In the United States, a new kind of unease is spreading among the upper-middle class. We’re talking about families earning between $200,000 and $350,000 a year: technically affluent, often in the top 10% of income earners, yet increasingly under pressure. They live in nice homes, eat organic, enroll their children in sports and private schools — and still, they don’t feel rich. In fact, many struggle to pay for college or buy a home.
According to the The Wall Street Journal, this is a sign of a deeper shift. The cost of “upper-middle-class living,” once synonymous with security, has risen faster than income. Families in this bracket are squeezed by inflation, mortgages, student loans, and constant social pressure to maintain a high standard of living.
In California, for instance, wealth is often only acknowledged at the $2 million annual income mark. Those earning less risk feeling inadequate, even if they still take in far above the national average. It’s a perceptual distortion fueled by proximity to the truly wealthy: living near people with stock options, passive income, or million-dollar inheritances, one inevitably starts comparing and loses perspective.

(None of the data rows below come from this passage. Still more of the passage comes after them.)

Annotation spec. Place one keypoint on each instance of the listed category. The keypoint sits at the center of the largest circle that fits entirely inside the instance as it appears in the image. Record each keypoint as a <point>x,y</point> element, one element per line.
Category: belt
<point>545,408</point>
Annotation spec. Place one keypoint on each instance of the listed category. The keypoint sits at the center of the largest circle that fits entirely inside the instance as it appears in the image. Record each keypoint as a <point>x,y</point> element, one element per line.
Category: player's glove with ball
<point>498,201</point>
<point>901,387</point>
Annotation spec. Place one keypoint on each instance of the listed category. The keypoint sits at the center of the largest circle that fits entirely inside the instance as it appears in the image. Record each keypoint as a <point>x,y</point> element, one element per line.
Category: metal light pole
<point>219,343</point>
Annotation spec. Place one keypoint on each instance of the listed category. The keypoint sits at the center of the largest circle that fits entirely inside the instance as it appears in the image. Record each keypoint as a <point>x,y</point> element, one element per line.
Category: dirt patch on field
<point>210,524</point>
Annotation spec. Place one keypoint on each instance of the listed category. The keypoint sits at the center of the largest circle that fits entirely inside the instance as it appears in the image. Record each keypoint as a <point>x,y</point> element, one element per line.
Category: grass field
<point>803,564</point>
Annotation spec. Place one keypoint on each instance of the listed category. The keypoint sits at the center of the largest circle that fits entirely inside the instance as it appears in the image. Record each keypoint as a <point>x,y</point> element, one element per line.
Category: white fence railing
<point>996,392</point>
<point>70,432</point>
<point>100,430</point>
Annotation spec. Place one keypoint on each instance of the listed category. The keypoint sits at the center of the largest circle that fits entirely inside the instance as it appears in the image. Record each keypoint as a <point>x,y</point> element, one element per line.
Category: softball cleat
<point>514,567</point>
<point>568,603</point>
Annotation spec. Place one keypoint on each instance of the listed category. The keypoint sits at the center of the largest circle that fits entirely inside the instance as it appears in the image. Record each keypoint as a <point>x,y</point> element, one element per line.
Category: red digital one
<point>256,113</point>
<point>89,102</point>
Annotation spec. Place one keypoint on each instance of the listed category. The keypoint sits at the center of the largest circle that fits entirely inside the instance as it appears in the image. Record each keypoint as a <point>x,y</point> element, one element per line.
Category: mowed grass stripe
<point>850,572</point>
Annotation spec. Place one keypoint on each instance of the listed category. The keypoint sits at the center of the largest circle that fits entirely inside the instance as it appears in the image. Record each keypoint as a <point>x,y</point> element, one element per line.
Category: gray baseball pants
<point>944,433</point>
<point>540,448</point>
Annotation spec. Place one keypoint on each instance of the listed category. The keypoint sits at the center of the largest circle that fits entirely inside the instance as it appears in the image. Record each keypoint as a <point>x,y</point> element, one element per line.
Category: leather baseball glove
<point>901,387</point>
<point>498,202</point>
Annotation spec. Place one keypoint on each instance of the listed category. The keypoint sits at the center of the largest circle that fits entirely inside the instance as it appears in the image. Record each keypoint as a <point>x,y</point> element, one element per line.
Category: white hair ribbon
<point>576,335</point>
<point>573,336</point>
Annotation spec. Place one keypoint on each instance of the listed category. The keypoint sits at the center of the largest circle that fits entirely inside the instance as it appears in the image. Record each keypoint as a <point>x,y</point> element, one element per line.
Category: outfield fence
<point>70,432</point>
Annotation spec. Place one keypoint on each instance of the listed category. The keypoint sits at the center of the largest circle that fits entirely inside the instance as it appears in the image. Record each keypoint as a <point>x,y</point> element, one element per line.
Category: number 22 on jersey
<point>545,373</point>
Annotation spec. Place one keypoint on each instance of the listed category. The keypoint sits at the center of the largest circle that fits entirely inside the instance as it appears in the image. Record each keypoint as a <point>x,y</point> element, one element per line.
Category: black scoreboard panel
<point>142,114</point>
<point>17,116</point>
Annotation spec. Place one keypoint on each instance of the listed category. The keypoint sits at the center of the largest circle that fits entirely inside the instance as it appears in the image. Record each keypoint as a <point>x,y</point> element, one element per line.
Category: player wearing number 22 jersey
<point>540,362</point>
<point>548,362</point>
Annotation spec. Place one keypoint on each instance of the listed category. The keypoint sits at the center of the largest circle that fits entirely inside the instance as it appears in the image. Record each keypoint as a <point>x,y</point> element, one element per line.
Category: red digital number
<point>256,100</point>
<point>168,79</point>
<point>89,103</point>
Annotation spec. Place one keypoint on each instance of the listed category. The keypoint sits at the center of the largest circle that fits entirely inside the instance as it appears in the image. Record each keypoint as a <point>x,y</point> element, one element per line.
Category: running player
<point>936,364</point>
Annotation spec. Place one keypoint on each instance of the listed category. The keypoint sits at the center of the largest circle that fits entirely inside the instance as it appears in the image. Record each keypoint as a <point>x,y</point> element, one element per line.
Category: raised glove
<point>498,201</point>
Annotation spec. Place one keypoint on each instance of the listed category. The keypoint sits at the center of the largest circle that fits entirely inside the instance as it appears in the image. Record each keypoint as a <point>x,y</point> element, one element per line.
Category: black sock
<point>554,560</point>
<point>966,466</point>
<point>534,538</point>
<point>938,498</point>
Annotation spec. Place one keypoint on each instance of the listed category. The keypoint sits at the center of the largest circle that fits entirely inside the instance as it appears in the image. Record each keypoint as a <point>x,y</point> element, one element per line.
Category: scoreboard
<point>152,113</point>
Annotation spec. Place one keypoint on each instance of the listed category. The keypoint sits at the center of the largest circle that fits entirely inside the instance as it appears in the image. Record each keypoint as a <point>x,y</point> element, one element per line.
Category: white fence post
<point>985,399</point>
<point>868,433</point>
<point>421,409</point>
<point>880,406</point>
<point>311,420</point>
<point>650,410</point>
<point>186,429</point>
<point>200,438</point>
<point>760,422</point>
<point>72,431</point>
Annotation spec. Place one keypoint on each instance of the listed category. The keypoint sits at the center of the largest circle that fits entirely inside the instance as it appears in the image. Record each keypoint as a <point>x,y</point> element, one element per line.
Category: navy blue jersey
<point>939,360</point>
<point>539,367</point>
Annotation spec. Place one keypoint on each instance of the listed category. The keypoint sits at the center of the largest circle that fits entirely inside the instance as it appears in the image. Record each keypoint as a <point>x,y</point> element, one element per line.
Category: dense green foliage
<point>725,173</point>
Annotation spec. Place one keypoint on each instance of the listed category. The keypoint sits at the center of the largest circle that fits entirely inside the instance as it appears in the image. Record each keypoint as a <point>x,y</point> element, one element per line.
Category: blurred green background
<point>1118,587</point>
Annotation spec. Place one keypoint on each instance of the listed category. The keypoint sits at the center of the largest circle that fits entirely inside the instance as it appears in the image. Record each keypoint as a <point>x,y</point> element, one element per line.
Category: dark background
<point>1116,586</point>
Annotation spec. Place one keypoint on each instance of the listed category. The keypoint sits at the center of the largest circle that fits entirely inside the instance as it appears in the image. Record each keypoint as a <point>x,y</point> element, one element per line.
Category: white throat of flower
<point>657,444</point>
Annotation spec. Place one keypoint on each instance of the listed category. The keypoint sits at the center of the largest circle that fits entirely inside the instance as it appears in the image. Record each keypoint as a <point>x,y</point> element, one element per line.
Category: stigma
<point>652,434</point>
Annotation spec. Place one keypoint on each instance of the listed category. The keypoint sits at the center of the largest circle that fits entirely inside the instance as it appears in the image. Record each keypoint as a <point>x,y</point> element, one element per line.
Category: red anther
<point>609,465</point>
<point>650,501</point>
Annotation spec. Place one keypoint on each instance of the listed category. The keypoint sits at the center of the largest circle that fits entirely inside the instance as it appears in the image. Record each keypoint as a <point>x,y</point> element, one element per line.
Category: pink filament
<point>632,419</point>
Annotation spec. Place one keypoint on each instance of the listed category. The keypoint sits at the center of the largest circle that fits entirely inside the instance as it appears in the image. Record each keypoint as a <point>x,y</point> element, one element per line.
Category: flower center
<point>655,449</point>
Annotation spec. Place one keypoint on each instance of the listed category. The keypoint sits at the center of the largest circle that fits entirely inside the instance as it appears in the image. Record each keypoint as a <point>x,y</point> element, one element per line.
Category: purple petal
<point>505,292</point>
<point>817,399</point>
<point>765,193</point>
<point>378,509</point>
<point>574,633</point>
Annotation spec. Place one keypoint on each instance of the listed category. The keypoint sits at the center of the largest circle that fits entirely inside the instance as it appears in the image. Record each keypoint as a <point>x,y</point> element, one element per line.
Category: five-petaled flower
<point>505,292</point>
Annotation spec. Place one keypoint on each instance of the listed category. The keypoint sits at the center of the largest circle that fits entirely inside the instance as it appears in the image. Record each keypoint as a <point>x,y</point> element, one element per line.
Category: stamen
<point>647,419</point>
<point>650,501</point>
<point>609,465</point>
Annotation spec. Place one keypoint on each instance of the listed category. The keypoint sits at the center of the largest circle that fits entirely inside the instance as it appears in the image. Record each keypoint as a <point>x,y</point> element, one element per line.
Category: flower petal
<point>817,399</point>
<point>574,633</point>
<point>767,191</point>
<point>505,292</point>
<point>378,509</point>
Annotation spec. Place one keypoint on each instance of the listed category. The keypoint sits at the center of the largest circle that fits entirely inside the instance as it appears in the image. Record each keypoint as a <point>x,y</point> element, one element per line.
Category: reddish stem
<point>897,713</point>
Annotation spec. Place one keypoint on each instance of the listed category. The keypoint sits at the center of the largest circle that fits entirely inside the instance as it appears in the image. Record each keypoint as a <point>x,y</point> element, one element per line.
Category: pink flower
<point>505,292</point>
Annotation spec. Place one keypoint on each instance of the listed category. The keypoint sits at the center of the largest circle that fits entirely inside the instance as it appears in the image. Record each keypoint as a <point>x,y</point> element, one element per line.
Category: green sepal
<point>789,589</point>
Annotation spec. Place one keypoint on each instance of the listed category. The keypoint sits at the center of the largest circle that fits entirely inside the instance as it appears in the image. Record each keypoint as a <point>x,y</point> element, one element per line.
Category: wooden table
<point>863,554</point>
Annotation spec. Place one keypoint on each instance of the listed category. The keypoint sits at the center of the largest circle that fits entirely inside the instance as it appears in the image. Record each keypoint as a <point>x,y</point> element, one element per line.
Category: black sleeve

This phenomenon has a name: affluence anxiety. It’s not material poverty, but a growing sense of insecurity and stress among those who, at least on paper, should feel safe. And that’s the core of the issue: the American success ideology has raised the bar so high that even those who’ve “made it” feel like they’re falling behind.
The system no longer denies inequality, but puts on display. And while showcasing its extremes — the ultra-rich, the philanthropic billionaires, the ethical startups — it builds a narrative in which those who are “just” well-off end up feeling like part of the problem. So even those with plenty begin to live as though they had little.
The result is a class that consumes like the rich but goes into debt like the poor, that craves security but lives with anxiety. And that fuels the system while suffering from its effects. More than a contradiction, it’s an unstable equilibrium — and perhaps one of the clearest signs that today, prosperity is no longer a condition, but a performance.